The ideal candidate has a PhD degree in Biomedical Science (or an equivalent) and a solid experience in molecular and cellular biology. You have a strong interest in neurodegenerative disorders. You possess very good laboratory skills in different PCR applications, cell culture techniques, protein work and cell imaging technologies. Holding an animal certificate ex article 9 (Dutch Animal Act) and having worked with mouse models is essential. You have experience with project management, a flexible work attitude and excellent oral and written communication skills (also in English).
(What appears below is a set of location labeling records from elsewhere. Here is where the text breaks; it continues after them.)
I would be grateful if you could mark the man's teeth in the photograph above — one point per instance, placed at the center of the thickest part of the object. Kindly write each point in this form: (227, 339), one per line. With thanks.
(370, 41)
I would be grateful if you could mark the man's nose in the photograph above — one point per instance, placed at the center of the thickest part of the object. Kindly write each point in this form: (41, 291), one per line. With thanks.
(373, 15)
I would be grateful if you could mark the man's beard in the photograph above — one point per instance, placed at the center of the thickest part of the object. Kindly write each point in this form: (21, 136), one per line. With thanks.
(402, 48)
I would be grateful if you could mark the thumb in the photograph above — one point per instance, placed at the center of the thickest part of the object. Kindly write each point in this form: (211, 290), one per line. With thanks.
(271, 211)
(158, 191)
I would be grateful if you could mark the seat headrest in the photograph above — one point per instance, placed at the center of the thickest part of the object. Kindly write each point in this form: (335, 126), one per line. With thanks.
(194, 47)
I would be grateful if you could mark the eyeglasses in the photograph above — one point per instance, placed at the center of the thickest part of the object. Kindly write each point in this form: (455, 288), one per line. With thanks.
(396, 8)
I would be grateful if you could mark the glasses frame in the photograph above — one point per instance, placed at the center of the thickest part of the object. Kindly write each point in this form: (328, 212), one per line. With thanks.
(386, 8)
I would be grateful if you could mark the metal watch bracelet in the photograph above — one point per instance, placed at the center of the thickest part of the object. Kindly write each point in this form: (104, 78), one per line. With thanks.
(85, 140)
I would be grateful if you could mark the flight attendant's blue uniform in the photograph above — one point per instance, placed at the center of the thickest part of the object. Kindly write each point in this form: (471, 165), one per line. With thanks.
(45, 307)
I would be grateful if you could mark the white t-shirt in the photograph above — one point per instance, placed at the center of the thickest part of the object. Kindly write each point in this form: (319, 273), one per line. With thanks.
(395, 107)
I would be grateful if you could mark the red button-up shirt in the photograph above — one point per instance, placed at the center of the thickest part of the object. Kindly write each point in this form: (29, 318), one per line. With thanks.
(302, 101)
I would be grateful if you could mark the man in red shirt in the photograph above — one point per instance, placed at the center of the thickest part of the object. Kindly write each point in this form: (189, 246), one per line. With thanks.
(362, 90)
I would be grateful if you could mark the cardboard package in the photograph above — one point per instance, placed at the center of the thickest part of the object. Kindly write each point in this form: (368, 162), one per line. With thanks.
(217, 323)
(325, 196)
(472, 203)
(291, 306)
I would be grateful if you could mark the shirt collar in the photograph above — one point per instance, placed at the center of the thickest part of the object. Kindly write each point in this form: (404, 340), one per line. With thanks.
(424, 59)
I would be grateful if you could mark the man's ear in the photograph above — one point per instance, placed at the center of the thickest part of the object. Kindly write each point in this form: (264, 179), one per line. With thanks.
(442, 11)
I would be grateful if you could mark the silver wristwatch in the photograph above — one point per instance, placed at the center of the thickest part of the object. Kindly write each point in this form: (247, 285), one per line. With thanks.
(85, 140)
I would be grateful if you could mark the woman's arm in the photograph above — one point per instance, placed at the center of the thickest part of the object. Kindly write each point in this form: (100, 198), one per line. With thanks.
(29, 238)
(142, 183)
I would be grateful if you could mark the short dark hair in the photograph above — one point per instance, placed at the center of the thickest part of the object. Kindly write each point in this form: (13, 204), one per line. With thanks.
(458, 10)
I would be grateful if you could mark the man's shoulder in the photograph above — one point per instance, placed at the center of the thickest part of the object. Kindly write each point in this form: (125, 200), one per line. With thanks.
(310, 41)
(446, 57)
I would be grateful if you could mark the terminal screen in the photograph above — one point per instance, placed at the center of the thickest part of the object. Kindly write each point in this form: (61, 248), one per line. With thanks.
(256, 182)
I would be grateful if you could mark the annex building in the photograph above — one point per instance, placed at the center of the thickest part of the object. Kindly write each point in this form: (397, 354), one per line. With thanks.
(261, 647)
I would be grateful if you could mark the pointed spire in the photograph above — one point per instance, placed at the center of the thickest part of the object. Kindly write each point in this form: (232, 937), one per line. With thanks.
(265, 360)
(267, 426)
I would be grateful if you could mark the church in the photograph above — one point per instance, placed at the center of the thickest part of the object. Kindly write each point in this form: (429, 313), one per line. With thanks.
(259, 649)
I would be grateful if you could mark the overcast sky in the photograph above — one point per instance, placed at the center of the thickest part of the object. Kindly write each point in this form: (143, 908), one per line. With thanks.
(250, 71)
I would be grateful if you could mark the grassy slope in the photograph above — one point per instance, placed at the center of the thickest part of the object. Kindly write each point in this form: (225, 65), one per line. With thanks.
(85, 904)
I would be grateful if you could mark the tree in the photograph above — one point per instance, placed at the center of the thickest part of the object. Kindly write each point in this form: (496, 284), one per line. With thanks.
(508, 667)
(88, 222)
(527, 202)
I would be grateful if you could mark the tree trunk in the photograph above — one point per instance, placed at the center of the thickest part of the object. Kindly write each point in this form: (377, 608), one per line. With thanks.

Appointment is for 36 hours per week. You will be appointed for one year, with a possible extension for another year. Your salary is based on your education and experience and is a maximum of € 4,216 gross per month based on fulltime employment (scale 10 of the Collective Labor Agreement UMC).  

Human Genetic

The Department of Human Genetics is a broadly oriented research department with focus on the (epi)genomic contribution to inherited and acquired diseases. The Department consists of twenty self-contained research groups that perform research in four different themes.  The research team led by Dr. Willeke van Roon-Mom is embedded in the theme ‘Functional Genomics of Muscle, Nerve and Brain Disorders’. This theme links to the LUMC’s Medical Profile Area ’Translational Neuroscience’. There are strong national and international collaborations to exchange knowledge and research experience on SCA3 and HD.